If the frequency table isn't included in the count, I could just make an "infinite" compressor by storing the frequency and cut one byte off the end. From the frequency table I could then deduce what the last byte should be.
> typical entropy encoders (Huffman, ANS, etc) would require 1 bit per symbol,
No. ANS (and range/arithmetic coding) allows for probabilities to be stored with fractional bits.
I was using what I seemed to be the standard with other encoders, storing the ratios is roughly the same cost compared to other compressors, a few extra bits for exact counts. But I do see how this isn't i.i.d. so I'm fixing that.
I don't think you understand the basic concepts and you are wasting your time trying to "fix" it. Let me try to explain a bit differently: The Shannon limit depends on assuming a model of the source (the thing producing symbols). For example imagine the output of something that you think is "true" noise like a fair coin flip that produces 0 (for heads) and 1 (for tails). That has entropy of 1 bit and you cannot compress it. Now you learn that it is actually a pseudorandom number generator that produces 0 or 1 in a 1:1 ratio. If you know the program (and seed if required) the source now has 0 entropy (you can run the program to know every bit that will be produced). Same symbol outputs, different models of how they are produced, different theoretical compression limits. As another example if you are compressing text one model would be to assume that words are produced independently of one another. We know that that isn't true (certain words are more likely to follow other words like your next word prediction system on your phone works) but you might still choose to implement a compression system based on that naive model because it's less complex, uses less memory or compression/decompression time etc. If you implemented compression using a less naive model (e.g. what is the probability of the next symbol in all human text given all the symbols I have seen before this one) you could get better compression rates but you wouldn't be breaking the Shannon limit that you calculated using the naive model because the "true" limit is based on the "true" model of whatever the entropy of human produced text is, which is not really calculable (people produce new sentences every day) but you might approximate using something like all human text you can find.

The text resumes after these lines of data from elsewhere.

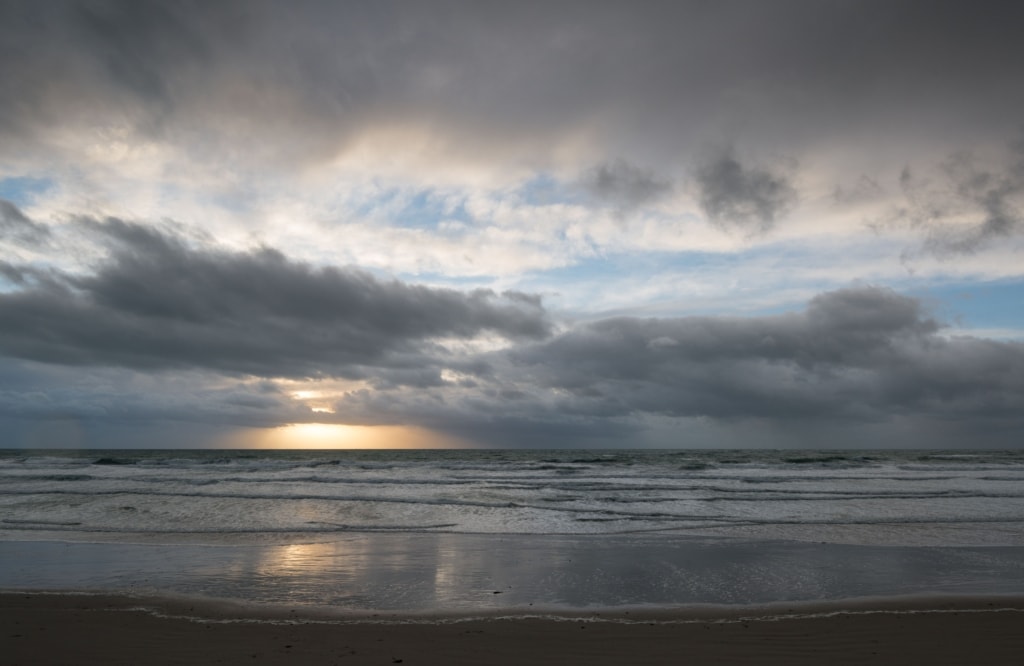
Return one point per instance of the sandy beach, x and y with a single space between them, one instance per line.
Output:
95 629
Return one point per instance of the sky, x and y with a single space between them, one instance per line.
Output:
586 224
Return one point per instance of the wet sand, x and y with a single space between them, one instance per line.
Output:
97 629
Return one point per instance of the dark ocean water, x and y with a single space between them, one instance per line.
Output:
870 497
467 531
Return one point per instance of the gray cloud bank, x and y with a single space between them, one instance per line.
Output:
155 302
305 77
751 198
177 317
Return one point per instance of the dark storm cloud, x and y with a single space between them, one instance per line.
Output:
859 354
16 227
305 77
626 185
156 302
747 197
989 198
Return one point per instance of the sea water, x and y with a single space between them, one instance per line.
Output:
470 530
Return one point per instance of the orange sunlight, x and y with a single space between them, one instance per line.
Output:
331 435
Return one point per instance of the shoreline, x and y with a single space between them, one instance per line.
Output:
98 628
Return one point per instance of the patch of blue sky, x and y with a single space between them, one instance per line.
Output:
992 306
426 209
23 191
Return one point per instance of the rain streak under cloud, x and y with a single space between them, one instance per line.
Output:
516 224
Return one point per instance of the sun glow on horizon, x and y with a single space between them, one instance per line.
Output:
334 435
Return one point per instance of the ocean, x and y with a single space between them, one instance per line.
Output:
461 530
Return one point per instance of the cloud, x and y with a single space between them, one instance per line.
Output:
858 354
157 302
16 227
626 185
967 204
747 197
310 79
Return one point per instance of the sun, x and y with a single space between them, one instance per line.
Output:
318 435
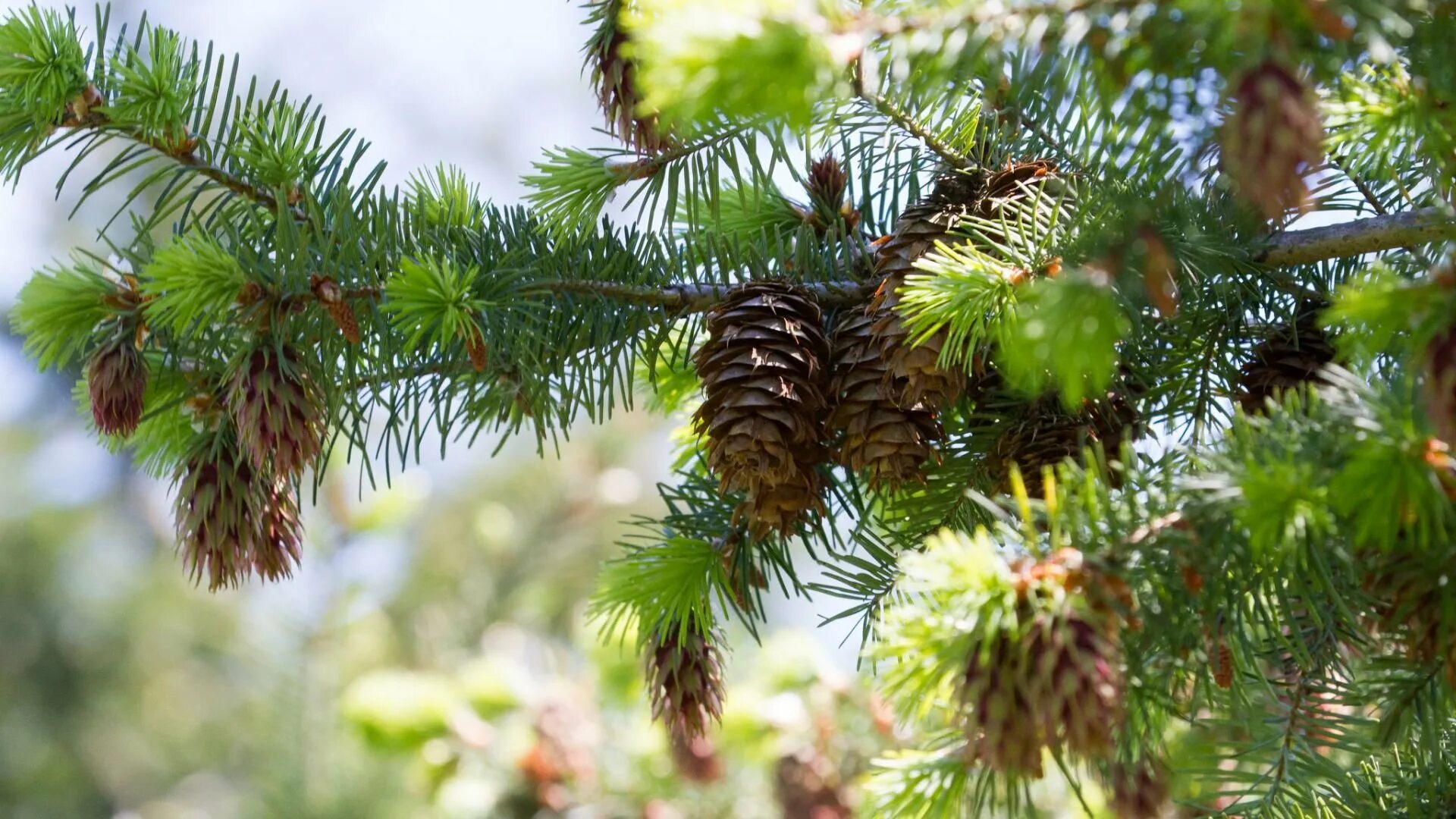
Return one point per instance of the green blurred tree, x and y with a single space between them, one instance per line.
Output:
1028 235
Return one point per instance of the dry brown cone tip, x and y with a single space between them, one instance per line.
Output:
278 411
764 372
695 757
234 521
117 384
1046 435
1272 139
618 93
1139 790
1289 357
877 436
685 679
957 197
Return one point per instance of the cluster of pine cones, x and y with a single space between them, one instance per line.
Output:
237 510
785 397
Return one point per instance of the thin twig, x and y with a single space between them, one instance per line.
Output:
915 129
1359 237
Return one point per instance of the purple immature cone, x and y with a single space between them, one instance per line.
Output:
1053 682
231 521
1076 682
277 410
117 381
1002 717
685 681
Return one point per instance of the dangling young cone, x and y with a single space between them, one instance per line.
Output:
1002 719
685 679
1049 679
1273 137
117 382
956 199
764 379
1292 356
232 521
875 433
615 77
1076 682
1046 435
277 410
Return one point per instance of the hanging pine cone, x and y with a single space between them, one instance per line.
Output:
956 199
808 786
764 378
277 410
1002 720
1273 137
232 521
1075 682
615 77
117 382
685 679
1049 679
1046 435
1139 790
875 435
1286 359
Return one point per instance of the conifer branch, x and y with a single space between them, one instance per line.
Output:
185 155
918 130
1359 237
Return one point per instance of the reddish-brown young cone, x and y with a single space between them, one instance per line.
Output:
808 786
1046 435
956 199
1076 682
341 312
234 521
117 382
685 679
278 411
764 372
1272 139
1291 356
1222 661
827 181
874 433
615 76
1139 790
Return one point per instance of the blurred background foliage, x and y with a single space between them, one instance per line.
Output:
463 684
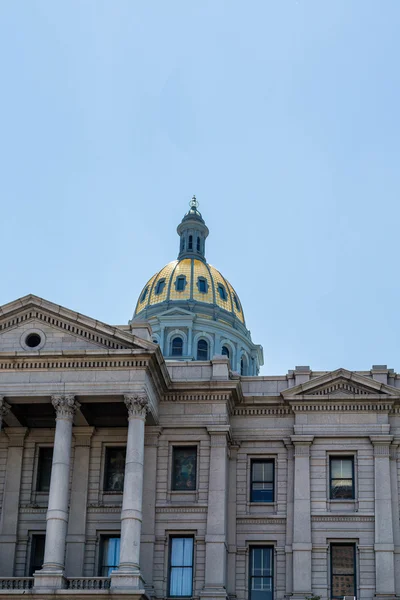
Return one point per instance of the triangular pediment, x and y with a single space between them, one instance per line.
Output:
340 384
59 329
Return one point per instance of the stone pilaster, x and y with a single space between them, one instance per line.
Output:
302 544
128 575
216 532
52 573
384 542
76 539
4 409
394 458
148 537
289 518
12 489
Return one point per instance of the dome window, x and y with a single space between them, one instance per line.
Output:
202 350
225 351
236 301
222 292
202 285
177 346
180 283
143 296
160 286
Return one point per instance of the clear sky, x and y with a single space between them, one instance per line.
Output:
282 116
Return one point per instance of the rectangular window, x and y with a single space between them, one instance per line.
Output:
181 567
262 480
342 478
114 470
44 469
109 554
343 570
261 572
184 464
37 553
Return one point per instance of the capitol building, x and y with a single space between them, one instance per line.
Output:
152 461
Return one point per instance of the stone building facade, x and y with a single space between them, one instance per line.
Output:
127 471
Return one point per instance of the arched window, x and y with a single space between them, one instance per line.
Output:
225 351
202 350
160 286
144 294
177 346
222 292
243 365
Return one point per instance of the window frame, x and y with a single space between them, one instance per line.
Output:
38 470
332 574
259 460
207 350
107 449
183 446
172 345
33 539
172 537
252 547
350 457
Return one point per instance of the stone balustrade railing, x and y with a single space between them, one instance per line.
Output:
88 583
16 583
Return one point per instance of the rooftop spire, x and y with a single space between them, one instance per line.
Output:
193 232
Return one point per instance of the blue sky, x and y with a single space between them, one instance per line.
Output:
282 116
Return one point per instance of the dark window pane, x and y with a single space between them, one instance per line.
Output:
202 350
184 468
342 482
262 481
222 291
261 573
114 469
44 469
180 284
37 553
177 347
109 552
181 567
160 286
343 570
202 285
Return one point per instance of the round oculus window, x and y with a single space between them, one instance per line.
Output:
33 340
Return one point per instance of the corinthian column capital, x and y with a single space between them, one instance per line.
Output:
137 405
4 408
65 405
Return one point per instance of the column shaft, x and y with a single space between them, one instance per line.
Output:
302 545
384 543
11 495
128 574
216 535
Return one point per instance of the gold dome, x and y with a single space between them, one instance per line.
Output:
190 279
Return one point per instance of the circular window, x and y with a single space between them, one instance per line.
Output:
33 340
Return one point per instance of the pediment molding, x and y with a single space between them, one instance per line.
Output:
32 308
341 385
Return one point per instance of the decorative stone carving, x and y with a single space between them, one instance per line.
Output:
65 405
137 405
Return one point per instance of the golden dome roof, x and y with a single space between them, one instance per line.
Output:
190 279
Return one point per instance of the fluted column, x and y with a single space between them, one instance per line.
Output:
384 542
4 409
52 573
128 575
302 544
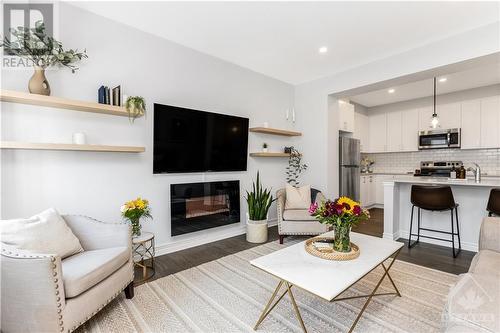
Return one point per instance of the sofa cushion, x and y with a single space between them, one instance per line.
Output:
298 197
86 269
46 232
474 302
297 215
486 262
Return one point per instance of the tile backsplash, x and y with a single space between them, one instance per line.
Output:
488 159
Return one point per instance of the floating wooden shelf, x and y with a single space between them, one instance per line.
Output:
61 103
274 131
69 146
262 154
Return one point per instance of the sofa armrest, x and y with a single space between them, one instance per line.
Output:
94 234
489 236
32 291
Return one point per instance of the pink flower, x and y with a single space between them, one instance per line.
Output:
357 210
313 208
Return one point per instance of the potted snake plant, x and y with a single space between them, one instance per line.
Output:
259 201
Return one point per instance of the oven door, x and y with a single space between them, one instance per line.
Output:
434 139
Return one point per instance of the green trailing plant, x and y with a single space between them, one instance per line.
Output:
135 106
259 201
44 51
295 167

As I alluded to above note that Shannon entropy doesn't take into consideration practical complexities (memory, program size, processing time) that are real considerations when implementing a compression scheme. Most of the time you are going to trade higher entropy for simpler, faster, less resource intensive compression.

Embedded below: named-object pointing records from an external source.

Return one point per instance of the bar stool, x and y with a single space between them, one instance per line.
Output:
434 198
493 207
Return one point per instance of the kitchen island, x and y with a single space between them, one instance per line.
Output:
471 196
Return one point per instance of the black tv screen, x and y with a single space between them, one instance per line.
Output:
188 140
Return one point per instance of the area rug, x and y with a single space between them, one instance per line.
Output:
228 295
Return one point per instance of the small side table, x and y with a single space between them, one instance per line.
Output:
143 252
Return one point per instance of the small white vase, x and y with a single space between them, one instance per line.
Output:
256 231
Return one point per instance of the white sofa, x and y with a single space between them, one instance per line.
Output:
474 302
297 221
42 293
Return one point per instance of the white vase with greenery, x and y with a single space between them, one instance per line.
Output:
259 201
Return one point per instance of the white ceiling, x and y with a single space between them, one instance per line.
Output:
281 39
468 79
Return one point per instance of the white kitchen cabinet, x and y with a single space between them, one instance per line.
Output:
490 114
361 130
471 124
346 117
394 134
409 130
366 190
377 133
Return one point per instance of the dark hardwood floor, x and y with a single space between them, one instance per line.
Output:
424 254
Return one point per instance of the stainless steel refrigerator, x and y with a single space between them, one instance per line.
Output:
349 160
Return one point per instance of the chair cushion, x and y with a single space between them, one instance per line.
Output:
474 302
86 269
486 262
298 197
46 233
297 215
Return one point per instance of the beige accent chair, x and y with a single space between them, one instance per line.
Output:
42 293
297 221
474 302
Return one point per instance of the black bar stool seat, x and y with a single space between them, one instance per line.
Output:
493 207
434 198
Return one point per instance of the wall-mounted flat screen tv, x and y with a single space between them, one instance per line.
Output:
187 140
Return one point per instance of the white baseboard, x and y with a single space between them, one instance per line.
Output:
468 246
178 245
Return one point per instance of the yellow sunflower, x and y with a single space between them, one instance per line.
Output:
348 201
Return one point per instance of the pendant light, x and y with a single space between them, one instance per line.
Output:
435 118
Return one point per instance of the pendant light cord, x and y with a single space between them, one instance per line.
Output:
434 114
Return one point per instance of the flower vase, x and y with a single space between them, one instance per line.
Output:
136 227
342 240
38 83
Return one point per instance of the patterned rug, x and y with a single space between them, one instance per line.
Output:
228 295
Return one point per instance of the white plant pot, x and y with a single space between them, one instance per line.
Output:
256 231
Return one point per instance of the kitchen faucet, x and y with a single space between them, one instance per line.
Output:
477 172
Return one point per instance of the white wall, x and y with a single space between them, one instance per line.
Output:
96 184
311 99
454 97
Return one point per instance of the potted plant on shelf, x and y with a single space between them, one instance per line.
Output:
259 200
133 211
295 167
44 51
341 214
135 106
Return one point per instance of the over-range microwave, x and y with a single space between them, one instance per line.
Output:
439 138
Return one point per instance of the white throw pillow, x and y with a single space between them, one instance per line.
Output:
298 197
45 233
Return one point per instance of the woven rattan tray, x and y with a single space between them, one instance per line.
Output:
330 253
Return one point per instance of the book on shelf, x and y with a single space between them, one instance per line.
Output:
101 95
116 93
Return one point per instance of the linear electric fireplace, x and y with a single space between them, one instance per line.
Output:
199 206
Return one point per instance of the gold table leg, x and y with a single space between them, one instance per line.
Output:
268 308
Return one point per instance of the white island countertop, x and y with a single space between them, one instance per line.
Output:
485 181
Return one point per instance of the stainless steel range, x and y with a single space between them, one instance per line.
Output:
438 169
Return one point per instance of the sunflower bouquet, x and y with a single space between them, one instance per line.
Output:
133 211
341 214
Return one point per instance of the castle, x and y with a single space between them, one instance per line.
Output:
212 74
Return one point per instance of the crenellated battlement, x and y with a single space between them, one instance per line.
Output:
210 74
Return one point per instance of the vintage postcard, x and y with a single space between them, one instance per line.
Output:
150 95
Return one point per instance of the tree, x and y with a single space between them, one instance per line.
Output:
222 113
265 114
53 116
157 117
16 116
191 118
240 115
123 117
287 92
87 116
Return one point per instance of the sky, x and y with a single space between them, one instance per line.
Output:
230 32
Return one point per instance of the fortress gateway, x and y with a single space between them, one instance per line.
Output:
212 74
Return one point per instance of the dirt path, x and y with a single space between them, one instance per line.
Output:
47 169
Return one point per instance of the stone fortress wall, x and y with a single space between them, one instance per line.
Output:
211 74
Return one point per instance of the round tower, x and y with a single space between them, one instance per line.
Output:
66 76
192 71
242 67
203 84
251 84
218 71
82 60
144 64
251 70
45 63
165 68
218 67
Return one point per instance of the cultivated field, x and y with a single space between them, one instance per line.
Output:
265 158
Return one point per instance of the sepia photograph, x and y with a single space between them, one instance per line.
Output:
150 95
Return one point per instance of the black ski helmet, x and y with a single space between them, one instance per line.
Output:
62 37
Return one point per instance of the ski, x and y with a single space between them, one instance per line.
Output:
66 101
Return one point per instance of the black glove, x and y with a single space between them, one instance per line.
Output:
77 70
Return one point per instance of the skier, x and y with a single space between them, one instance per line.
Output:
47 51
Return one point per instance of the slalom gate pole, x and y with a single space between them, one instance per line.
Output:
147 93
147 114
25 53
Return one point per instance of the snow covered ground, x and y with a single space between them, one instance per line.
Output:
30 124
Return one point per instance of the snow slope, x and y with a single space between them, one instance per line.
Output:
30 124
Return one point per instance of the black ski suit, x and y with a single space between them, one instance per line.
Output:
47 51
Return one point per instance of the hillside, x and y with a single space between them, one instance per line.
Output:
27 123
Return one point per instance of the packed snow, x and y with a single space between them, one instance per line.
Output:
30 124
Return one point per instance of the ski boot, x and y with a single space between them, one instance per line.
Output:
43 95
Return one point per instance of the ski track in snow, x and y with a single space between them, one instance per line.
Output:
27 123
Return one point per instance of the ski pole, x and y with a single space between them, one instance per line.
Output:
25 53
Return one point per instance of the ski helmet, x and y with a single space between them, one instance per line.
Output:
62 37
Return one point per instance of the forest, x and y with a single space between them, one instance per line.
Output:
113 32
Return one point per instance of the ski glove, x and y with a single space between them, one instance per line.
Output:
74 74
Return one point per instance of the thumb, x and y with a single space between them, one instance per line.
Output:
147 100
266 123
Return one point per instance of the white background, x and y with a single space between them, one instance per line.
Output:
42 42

To sum up: You cannot beat the Shannon limit of the "true" model of the source but you can beat the Shannon limit of a naive approximation of the source. Those naive models are used because they are more practical to implement.
I appreciate the input. I did not mean to imply I could encode a random stream of symbols/characters, that is absolutely valid. I was approaching this as a compression technique for something like a text file, where the symbol counts are known at compression time.

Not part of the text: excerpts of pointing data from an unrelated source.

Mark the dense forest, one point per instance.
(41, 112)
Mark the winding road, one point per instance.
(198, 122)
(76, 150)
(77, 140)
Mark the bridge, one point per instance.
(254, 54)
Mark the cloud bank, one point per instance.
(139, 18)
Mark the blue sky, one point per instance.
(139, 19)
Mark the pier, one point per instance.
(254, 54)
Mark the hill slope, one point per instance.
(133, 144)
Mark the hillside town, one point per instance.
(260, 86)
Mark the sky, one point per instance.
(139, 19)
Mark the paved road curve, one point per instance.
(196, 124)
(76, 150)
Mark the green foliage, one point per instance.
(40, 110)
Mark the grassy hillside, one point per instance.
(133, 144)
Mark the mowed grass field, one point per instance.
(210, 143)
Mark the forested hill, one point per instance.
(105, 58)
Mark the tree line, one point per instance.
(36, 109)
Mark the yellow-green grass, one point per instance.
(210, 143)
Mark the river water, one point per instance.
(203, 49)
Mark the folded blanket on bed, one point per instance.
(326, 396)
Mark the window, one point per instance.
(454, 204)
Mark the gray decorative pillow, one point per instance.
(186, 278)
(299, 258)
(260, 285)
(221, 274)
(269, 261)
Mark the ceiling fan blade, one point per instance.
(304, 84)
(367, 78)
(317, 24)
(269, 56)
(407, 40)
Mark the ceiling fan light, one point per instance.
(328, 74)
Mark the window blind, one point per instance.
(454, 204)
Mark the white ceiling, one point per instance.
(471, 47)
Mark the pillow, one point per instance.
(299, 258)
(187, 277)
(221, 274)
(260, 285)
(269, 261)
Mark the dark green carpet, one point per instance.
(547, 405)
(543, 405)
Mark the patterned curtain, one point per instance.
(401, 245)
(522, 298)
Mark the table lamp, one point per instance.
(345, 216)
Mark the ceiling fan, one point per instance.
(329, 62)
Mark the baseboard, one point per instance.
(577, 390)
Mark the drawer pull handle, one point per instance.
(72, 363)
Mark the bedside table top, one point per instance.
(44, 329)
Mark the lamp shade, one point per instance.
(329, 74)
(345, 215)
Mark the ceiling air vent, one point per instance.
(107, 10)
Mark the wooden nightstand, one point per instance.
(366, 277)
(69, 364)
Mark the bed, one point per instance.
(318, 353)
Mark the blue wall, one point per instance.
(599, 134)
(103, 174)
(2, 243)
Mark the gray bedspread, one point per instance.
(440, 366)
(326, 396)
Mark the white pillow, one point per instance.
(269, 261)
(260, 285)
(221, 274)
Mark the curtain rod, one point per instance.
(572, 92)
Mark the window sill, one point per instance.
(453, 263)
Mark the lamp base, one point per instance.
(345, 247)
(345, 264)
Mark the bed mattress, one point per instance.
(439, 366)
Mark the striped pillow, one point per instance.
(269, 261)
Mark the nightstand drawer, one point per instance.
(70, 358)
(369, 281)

First issue is that if you do comparisons you have to do them apples-to-apples, you can't assume that method A has that information available for free but method B does not or that method A assumes a given source model but method B assumes a different source model.
Second, I really don't understand how you intend to use a table of symbol counts: If you do it over the entire file the table might be a reasonable size but the number of permutations becomes infeasible. Conversely if you do it in small windows (like 8 or so in your examples) you have to store a separate symbol count table for each window which would explode the symbol count table. I really doubt you are gaining anything from doing this. You are going to create an enormous per-file symbol frequency table and then not count it against the compressed size, that isn't compression it's just misdirection.
When I get time may compress the table as well then, in looking at example arithmetic encoders they seem to have some flat table implementations as well (https://github.com/nayuki/Reference-arithmetic-coding/blob/m...). I don't see how that's misdirection, I left the table uncompressed specifically for transparency reasons. Was just trying to keep that part simple.
If the frequency table isn't included in the count, I could just make an "infinite" compressor by storing the frequency and cut one byte off the end. From the frequency table I could then deduce what the last byte should be.
> typical entropy encoders (Huffman, ANS, etc) would require 1 bit per symbol,
No. ANS (and range/arithmetic coding) allows for probabilities to be stored with fractional bits.